客が入って来た。それだけならばいつもの事だ。ここは居酒屋なのだから。
しかし、その客が問題だった。どうやら旅の者らしいが、どうもそれだけではない気配が石勇には感じられた。
入ってきたのは七人だった。五人の男と二人の女だ。
「すまない、茶をくれないか」
背筋がしゃんとした、鋭い動きの男が言った。
店の奥で石勇はさらにいぶかしむ。どうも軍人のような動きだ。
梁山泊の北に位置するこの居酒屋で、石勇は情報探査を担っている。そして梁山泊が勢いを増し、入山希望者が増えているため山寨に近づく者を見極める役割をも果たしていた。 ちょうど朱貴の店と同じ役割である。
先ごろ、何者かが晁蓋暗殺のために忍び込んでいた。晁蓋自身は、いつでも首を捕りに来るが良い、などと笑っていたが、呉用としてはそうはいかなかった。
叱責された朱貴も石勇もそれを見逃した事を恥じ、より警戒を強めている最中(さなか)だった。

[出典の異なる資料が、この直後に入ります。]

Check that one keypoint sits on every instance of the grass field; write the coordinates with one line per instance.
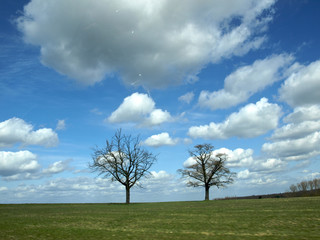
(291, 218)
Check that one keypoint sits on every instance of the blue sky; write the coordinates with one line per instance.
(243, 76)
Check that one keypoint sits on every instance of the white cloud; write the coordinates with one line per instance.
(139, 108)
(238, 157)
(61, 125)
(303, 86)
(56, 167)
(12, 163)
(295, 149)
(187, 98)
(294, 131)
(153, 43)
(160, 140)
(16, 130)
(251, 121)
(243, 174)
(300, 114)
(245, 81)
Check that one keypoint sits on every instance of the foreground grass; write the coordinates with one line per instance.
(293, 218)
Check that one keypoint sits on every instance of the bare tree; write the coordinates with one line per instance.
(207, 169)
(293, 188)
(316, 183)
(311, 185)
(123, 160)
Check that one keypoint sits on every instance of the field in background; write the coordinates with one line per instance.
(289, 218)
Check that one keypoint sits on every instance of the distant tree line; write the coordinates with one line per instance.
(306, 186)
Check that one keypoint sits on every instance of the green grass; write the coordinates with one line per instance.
(291, 218)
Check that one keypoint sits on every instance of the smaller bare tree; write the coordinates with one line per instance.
(123, 160)
(207, 169)
(293, 188)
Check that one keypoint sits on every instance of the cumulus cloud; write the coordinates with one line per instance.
(251, 121)
(56, 167)
(302, 87)
(294, 149)
(294, 131)
(149, 43)
(16, 130)
(301, 114)
(245, 81)
(187, 98)
(61, 125)
(235, 158)
(139, 108)
(161, 139)
(12, 163)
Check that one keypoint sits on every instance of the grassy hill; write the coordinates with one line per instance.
(284, 218)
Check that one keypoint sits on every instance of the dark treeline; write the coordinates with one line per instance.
(306, 186)
(309, 188)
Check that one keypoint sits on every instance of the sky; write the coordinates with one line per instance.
(243, 76)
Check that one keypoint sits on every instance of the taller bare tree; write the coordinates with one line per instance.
(207, 169)
(124, 160)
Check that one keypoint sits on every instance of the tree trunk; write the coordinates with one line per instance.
(127, 194)
(207, 193)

軍人風の男の他に、どこか飄々とした男とその妻らしき大きな体躯の女。そして毛皮を着たがっしりした体格の二人は、雰囲気が似ており兄弟か何かだろうか。
眼つきの鋭い男は、異形の頭を持つ男に叔父さんと呼ばれている。こちらも血縁関係なのか。最後に、どうも彼らには似つかわしくない若い男と、小奇麗な格好をした女。

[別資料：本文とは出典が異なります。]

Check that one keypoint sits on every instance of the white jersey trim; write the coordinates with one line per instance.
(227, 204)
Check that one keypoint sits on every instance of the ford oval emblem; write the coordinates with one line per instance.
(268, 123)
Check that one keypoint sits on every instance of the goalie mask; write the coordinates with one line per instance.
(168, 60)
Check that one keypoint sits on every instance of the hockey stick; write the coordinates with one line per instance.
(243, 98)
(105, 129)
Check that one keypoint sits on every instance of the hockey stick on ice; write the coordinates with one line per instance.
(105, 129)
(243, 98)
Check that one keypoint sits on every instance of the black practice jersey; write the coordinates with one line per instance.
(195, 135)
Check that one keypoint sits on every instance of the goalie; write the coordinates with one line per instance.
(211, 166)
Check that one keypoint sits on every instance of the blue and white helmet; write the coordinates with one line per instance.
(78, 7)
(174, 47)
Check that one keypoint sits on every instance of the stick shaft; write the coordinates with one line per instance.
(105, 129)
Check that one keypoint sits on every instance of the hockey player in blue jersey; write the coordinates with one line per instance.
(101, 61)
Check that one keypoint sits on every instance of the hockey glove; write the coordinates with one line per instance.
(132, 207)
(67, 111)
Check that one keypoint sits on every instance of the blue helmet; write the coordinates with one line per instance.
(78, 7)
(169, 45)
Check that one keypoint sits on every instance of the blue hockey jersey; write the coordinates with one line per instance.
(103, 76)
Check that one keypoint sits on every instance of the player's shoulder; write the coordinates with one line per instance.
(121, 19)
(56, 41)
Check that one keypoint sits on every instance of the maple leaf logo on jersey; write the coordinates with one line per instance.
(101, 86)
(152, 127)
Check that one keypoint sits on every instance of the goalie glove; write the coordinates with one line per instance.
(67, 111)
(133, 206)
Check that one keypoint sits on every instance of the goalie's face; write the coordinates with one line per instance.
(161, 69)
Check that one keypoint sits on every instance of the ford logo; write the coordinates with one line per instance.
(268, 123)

一体、どういう繋がりなのか。茶を運び、戻ってきた給仕が石勇を呼んだ。
彼らが自分を呼んでいるというのだ。
「この店の主(あるじ)を呼んでくれ、と」
「それで素直に応じたのか、お前は」
うつむき加減の給仕を睨む石勇。給仕はそれでも続けた。
「ですが親分。奴ら、梁山泊の名を出したんです」
「だから何だ。これまでも入山希望の者は掃いて捨てるほどいただろう」
ですが、と給仕。なんだ、と石勇。
「奴らが言ったんです。楊林の親分と知り合いなのだ、と」
「何だって」
その言葉の真偽を確かめるべく、石勇は彼らの元へと行った。
「俺は石勇という。いましがた、梁山泊の頭領の名を出されたようだが、一体どういう関係か、お聞かせいただけますかね」
眼つきの鋭い男が言った。
「わしは登州、登雲山の鄒淵と申す。むかし錦豹子どのと知り合いになりまして、いまは梁山泊におられるとか。我ら、訳あって登州から参ったのだが、ぜひお力になれればと」
こちらは手土産代わりに、と鄒潤が持っていた包みを広げた。
現れたのは人の首だった。登州で解兄弟を陥れた孔目、王正という男の首だという。
石勇は顔色一つ変えずにいた。
なるほど登州の登雲山の名は聞いたことがあった。北京にいた頃から、頭領である鄒淵と鄒潤の名も知られていた。あの異形の頭が独角竜の由来か。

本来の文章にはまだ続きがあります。